Im Kern erzählt Eisenberg mit diesem Film die ewige Geschichte menschlicher Verletzungen und Unsicherheiten im Umgang miteinander, in der lockeren und dankbaren Atmosphäre einer kleinen, auf Alte-Welt-Exotik erpichten Safari-Gemeinschaft. Und er holt ein Maximum aus der Konstellation heraus.

Etwa wenn der charmante Hallodri Benji, der alle Herzen mit seiner direkten, manchmal brüsken Art erobert, im Erstklasswagen im Zug nach Lublin, zum Ghetto und dem einstigen Konzentrationslager Majdanek plötzlich gewahr wird, wie sehr ihre bequeme Reise mit jener der Vorfahren beim Abtransport in Viehwagen kontrastiert.
Benji rastet aus und verlässt die erste Klasse, während James verständnisvoll und erudiert an das Phänomen des Survivor guilt erinnert.
Was wiederum den vollamerikanisierten Mark empört, der erklärt, er sähe nun wirklich nicht den geringsten Grund, sich für irgendetwas schuldig zu fühlen…
Aber die grossen generationellen Traumata sind vor allem der Hintergrund für das Binnen-Dilemma von David mit Benji. Er liebe seinen Cousin, und er hasse ihn, erklärt David den anderen, als Benji mal wieder vor Empörung schäumend davongestürmt ist.
Einst war Benji der bewunderte Draufgänger, der den kleineren, ängstlichen David auch im Sommerlager beschützte.
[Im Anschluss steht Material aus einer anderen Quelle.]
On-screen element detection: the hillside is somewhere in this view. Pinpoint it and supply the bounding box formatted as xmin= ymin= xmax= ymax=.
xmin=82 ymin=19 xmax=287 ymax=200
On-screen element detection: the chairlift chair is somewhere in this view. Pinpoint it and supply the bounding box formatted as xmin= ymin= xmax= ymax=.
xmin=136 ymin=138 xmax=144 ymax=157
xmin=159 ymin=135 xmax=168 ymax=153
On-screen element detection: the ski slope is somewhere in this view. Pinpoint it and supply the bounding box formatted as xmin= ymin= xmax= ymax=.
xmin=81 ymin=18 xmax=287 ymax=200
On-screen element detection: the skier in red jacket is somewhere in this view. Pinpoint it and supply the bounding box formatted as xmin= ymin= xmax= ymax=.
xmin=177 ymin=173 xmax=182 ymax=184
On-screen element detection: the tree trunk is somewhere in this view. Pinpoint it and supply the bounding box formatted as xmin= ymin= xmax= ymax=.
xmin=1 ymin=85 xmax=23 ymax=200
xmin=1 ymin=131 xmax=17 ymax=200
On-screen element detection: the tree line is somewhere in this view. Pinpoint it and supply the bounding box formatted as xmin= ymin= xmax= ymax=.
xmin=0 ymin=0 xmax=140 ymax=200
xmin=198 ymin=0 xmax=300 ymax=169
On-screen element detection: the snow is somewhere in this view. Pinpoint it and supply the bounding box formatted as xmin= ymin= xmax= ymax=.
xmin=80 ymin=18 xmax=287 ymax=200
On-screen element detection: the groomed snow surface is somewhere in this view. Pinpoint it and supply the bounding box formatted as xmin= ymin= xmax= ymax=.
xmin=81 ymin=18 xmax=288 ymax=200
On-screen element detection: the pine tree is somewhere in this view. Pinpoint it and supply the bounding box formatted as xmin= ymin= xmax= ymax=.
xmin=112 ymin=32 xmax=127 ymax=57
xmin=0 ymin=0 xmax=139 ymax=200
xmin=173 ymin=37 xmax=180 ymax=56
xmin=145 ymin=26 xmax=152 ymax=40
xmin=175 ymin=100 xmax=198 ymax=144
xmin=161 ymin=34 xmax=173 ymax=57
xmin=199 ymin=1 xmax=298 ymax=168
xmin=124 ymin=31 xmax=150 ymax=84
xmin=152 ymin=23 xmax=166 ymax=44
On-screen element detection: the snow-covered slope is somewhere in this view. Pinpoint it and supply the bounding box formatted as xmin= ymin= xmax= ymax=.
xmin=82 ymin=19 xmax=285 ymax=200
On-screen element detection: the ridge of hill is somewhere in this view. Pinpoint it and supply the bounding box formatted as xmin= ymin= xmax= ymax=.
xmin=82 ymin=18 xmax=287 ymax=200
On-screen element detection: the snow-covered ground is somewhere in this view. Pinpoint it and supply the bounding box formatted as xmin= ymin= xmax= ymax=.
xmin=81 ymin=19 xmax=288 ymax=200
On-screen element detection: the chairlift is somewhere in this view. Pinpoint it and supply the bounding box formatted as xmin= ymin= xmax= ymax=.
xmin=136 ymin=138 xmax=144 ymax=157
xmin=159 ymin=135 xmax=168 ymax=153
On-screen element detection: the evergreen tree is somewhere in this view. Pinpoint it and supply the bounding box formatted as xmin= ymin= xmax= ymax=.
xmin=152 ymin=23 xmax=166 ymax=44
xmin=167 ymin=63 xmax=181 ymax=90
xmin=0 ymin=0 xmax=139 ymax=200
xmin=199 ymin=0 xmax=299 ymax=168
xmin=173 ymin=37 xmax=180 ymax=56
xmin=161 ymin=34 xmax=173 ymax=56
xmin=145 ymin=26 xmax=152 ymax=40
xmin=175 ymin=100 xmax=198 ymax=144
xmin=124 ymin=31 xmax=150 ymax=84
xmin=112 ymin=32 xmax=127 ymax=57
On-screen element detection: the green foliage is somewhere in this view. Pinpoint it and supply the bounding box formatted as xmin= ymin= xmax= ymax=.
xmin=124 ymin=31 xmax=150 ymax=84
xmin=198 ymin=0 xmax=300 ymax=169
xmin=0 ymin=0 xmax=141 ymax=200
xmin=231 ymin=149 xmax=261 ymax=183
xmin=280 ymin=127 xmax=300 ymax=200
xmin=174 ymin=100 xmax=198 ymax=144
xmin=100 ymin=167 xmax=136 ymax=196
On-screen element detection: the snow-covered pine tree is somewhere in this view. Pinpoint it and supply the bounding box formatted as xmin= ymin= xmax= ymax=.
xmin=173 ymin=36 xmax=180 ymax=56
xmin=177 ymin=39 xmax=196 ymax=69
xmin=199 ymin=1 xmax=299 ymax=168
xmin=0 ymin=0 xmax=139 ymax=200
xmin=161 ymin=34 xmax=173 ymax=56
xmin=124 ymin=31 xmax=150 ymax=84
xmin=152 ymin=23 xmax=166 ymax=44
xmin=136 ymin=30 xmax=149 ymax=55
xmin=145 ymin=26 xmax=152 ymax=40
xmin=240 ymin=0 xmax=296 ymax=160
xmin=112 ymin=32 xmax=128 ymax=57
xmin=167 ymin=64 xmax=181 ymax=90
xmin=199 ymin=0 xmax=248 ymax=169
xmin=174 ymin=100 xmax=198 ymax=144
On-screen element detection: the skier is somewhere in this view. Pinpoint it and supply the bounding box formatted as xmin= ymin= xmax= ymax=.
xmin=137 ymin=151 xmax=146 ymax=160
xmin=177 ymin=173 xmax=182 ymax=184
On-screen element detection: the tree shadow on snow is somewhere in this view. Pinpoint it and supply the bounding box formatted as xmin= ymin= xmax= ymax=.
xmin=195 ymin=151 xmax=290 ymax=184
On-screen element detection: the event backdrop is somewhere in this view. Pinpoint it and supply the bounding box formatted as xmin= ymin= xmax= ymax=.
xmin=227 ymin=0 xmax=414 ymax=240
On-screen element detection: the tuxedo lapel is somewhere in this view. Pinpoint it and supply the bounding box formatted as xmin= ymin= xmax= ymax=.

Und nun ist David der erfolgreiche Bilderbuchamerikaner, während Benji seit dem Tod der Grossmutter gar nichts mehr auf die Reihe bekommt. Aber nach wie vor die Herzen der Menschen gewinnt.

A Real Pain ist einer jener kleinen, schönen Filme, die besser bleiben, wenn sie nicht allzu sehr beworben werden. Das ist derzeit nicht so einfach, vor allem, weil Kieran Culkin (der zwei Jahre jüngere Bruder von Kevin Home Alone Macaulay Culkin) nach seinem Erfolg mit der Serie Succession nun als Benji eine tatsächlich oscarwürdige Soloperformance hinlegt, ohne das restliche Ensemble an die Wand zu spielen.
Benji ist die Solitär-Figur. Aber alle anderen sind fein genug gezeichnet, um einem ans Herz zu wachsen. Und dazu gehört auch das überraschende Wiedersehen mit Jennifer Grey als Marcia, siebenunddreissig Jahre nach ihrer Rolle als «Baby» Houseman in Dirty Dancing.